The cardiovascular drug market is evolving toward personalized lipid management, where patients might receive a combination of:

  • Statins for LDL reduction,

  • Muvalaplin for Lp(a) control, and

  • Plozasiran for ApoB/ApoC3 inhibition.

This multi-targeted approach could redefine treatment strategies for high-risk cardiovascular patients, particularly those who do not respond adequately to statins alone.


Regulatory and Commercial Challenges


Despite their promise, Muvalaplin and Plozasiran face hurdles before widespread adoption:

  • Long-term safety and cost-effectiveness must be demonstrated in large-scale trials.

  • Insurance coverage will be a key factor—will these high-cost drugs be reimbursed, or will patients face significant financial barriers?

  • Competitive landscape: Other pharmaceutical companies may enter the space, increasing competition for Lp(a)- and ApoC3-targeting drugs.


The Future of Cardiovascular Treatment: Statins, Muvalaplin, or Plozasiran?


With the rise of these novel therapies, the question remains: which treatment is best?

  • Statins remain a mainstay for lowering LDL, but their impact on overall longevity remains debated.

  • Muvalaplin offers a groundbreaking approach for high Lp(a) patients, addressing an independent risk factor for atherosclerosis.

  • Plozasiran shows promise in treating hypertriglyceridemia by targeting APOC3, potentially improving outcomes for patients with mixed hyperlipidemia and FCS.


As research advances, it is possible that a combination approach—incorporating statins, Lp(a)-targeting drugs, and ApoB/ApoC3 inhibitors—will redefine cardiovascular disease management. The future of lipid-lowering therapies is here, and the competition among pharmaceutical innovators will determine which biomarker we ultimately trust to guide treatment strategies.



References: 

  1. Tsimikas S, Karwatowska-Prokopczuk E, Gouni-Berthold I, et al. Lipoprotein(a) Reduction in Persons with Cardiovascular Disease. N Engl J Med. 2023;389(10):901-911. doi:10.1056/NEJMoa2305493.

  2. Reyes-Soffer G, Ginsberg HN, Ramakrishnan R, et al. Effects of PCSK9 Inhibition on Lipoprotein(a) Kinetics in Healthy Subjects. J Clin Endocrinol Metab. 2019;104(8):3451-3460. doi:10.1210/jc.2018-02646.

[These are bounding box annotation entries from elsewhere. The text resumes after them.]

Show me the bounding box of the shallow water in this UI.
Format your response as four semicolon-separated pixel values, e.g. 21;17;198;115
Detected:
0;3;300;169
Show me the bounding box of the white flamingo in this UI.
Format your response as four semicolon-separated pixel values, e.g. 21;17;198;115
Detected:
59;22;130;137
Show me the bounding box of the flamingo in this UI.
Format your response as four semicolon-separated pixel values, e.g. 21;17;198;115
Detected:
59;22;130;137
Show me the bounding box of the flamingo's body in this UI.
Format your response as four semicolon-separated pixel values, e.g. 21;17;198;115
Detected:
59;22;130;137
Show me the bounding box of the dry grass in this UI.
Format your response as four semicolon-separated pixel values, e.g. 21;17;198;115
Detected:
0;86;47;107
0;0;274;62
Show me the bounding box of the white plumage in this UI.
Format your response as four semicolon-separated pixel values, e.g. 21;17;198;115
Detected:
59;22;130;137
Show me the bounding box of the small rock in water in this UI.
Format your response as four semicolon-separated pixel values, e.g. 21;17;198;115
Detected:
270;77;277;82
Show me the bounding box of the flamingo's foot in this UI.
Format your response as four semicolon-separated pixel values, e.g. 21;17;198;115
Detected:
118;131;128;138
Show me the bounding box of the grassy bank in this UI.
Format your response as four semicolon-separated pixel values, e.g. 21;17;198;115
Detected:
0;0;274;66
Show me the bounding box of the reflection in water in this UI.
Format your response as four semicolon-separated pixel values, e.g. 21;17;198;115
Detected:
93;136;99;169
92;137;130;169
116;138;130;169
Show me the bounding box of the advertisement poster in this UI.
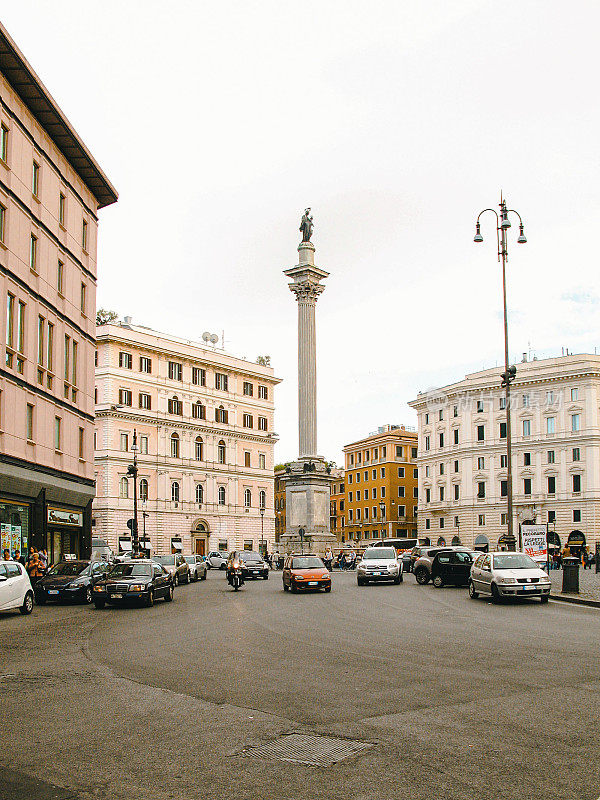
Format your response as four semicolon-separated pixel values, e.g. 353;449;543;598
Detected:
521;525;548;566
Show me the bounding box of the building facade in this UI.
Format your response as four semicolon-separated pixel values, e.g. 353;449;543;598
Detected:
344;425;418;544
0;25;117;561
409;355;600;549
93;317;279;554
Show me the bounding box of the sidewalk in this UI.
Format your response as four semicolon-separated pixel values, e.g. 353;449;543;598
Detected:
550;567;600;606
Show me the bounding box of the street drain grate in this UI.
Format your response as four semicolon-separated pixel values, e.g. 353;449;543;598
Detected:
244;733;373;767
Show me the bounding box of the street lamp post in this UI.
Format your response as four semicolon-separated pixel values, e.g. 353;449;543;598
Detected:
127;428;140;556
473;194;527;550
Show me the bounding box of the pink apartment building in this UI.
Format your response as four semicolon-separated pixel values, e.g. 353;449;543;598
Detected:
0;25;117;560
93;317;280;554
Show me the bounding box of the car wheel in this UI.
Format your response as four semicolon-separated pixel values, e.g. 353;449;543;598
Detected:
415;567;429;586
19;592;33;614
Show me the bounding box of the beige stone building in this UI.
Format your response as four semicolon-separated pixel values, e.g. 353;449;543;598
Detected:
94;317;279;554
409;355;600;549
0;25;117;561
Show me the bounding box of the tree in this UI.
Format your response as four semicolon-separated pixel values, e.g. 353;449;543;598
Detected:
96;308;119;325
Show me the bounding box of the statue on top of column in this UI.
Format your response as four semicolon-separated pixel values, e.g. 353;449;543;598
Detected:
299;208;314;242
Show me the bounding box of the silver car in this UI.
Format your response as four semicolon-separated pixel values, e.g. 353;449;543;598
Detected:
183;553;208;581
469;552;550;603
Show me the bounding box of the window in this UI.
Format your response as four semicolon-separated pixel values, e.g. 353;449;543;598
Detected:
215;372;228;392
192;400;206;419
25;403;33;442
169;361;183;381
192;367;206;386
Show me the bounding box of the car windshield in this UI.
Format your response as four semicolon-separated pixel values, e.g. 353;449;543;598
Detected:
107;564;150;578
363;547;396;561
48;561;88;575
292;556;325;569
494;553;538;569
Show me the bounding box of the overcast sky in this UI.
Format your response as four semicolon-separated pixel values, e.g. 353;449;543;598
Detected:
2;0;600;463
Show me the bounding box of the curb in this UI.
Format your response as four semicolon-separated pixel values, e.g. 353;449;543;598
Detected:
550;594;600;608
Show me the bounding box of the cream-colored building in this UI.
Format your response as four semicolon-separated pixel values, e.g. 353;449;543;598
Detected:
93;317;280;554
0;25;117;561
409;355;600;549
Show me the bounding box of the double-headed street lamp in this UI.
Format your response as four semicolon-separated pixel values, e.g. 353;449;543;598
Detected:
473;194;527;550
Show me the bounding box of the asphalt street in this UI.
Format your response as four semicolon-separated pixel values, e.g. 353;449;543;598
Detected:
0;571;600;800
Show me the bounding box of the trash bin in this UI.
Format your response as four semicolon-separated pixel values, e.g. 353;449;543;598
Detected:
563;556;579;594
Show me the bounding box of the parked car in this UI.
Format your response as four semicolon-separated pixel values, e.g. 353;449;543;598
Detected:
92;558;173;608
34;560;111;606
152;553;190;586
469;552;550;603
0;561;33;614
281;554;331;592
184;554;208;581
356;547;402;586
237;550;269;581
206;550;227;569
431;550;473;589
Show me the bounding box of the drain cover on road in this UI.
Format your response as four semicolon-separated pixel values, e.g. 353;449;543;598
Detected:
244;733;373;767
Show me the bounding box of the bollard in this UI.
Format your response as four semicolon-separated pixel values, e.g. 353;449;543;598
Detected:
562;556;579;594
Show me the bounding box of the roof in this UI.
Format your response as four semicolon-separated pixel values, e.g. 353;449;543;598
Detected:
0;23;118;208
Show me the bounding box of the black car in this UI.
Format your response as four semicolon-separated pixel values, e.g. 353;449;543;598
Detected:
92;558;174;608
34;561;110;606
431;550;473;589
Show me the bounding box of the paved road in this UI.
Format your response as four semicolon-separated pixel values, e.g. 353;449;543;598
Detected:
0;572;600;800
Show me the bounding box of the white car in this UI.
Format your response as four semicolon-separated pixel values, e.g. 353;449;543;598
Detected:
356;547;402;586
469;552;550;603
0;561;33;614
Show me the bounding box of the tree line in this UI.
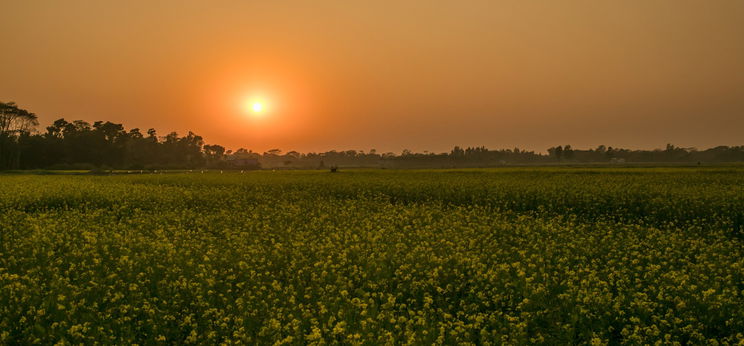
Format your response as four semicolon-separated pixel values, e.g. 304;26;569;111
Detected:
0;102;744;170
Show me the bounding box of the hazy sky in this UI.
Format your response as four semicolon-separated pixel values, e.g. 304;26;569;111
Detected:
0;0;744;152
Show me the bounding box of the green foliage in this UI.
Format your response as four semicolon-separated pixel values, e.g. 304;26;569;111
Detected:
0;168;744;344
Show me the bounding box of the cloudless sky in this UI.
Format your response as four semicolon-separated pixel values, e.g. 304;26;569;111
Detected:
0;0;744;152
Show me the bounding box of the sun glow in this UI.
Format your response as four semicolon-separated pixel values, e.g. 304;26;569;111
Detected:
244;98;268;117
251;102;263;113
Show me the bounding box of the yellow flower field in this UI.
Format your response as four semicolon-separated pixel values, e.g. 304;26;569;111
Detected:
0;168;744;345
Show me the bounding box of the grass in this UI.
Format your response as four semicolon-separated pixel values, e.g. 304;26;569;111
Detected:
0;167;744;344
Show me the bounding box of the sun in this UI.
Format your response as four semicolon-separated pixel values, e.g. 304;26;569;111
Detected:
243;97;268;117
251;101;264;113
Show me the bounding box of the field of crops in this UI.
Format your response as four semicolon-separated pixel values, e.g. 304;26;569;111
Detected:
0;168;744;345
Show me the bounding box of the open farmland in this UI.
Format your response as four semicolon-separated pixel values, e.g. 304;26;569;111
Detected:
0;168;744;344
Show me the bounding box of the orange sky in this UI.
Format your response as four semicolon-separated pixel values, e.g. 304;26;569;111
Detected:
0;0;744;152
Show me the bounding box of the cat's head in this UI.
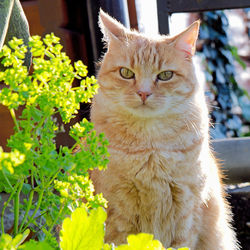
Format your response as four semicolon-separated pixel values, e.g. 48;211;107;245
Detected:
98;11;199;117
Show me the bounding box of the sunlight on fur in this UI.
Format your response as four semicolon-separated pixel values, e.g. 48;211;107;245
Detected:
91;8;239;250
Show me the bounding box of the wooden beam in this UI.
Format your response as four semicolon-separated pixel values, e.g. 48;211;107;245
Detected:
164;0;250;13
212;137;250;184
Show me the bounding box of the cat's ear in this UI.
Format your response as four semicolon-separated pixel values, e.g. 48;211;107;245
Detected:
99;9;126;42
174;20;200;56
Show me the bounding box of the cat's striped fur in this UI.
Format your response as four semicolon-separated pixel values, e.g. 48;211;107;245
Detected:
91;12;238;250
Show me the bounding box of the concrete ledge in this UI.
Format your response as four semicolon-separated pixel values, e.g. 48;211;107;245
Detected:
212;137;250;183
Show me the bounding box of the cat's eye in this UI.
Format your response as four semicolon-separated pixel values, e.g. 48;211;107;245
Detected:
120;67;135;79
157;70;174;81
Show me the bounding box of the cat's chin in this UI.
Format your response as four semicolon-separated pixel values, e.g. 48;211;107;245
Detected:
126;105;163;118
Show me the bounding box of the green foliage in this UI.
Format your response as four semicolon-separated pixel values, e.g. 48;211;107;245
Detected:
60;207;106;250
0;206;189;250
0;229;30;250
200;11;246;138
0;34;108;242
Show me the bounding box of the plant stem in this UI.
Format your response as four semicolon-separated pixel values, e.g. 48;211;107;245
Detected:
19;189;35;233
1;183;18;234
2;170;14;192
23;189;44;230
14;180;24;236
10;109;20;131
48;204;64;233
45;168;62;188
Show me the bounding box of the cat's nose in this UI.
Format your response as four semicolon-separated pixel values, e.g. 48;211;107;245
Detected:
137;90;152;103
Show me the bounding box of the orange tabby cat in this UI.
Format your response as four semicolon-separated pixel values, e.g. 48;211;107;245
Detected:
91;11;238;250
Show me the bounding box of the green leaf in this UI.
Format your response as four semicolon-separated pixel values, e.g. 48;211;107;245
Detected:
18;240;54;250
0;229;30;250
115;233;164;250
60;207;106;250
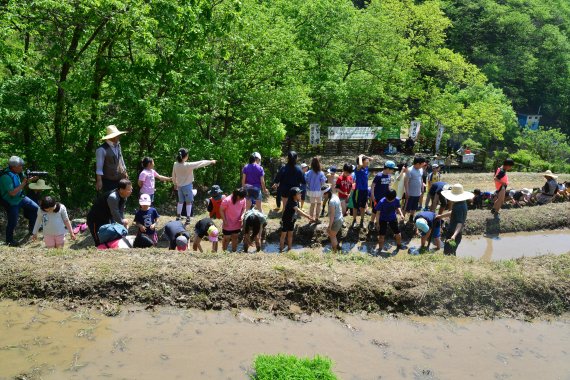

  3. Nordestgaard BG, Chapman MJ, Ray K, et al. Lipoprotein(a) as a cardiovascular risk factor: Current status. Eur Heart J. 2010;31(23):2844-2853. doi:10.1093/eurheartj/ehq386.

  4. National Heart, Lung, and Blood Institute. Lipoprotein(a): What to know about elevated levels. Published 2024. Accessed March 8, 2025. https://www.nhlbi.nih.gov/news/2024/lipoproteina-what-know-about-elevated-levels#:~:text=Lp(a)%20is%20a%20type,can%20show%20up%20in%20plaque.

  5. Muvalaplin shows promise in lowering Lp(a) levels in clinical trial. News Medical Life Sciences. Published November 19, 2024. Accessed March 8, 2025. https://www.news-medical.net/news/20241119/Muvalaplin-shows-promise-in-lowering-Lp(a)-levels-in-clinical-trial.aspx.

  6. Grundy SM. Statin Therapy in the Prevention of Atherosclerotic Cardiovascular Disease. StatPearls. Published August 10, 2023. Accessed March 8, 2025. https://www.ncbi.nlm.nih.gov/books/NBK343489/.


Disclaimer: The information provided in this article is for educational and informational purposes only. It is not intended as medical advice, diagnosis, or treatment. Always consult a qualified healthcare provider for any questions regarding a medical condition. The author and publisher of this article do not endorse or recommend any specific medical products or treatments mentioned in the text. The reader should rely on their healthcare provider's judgment and expertise in making healthcare decisions. The author and publisher shall not be responsible or liable for any errors or omissions in this article or for any actions taken based on the information provided.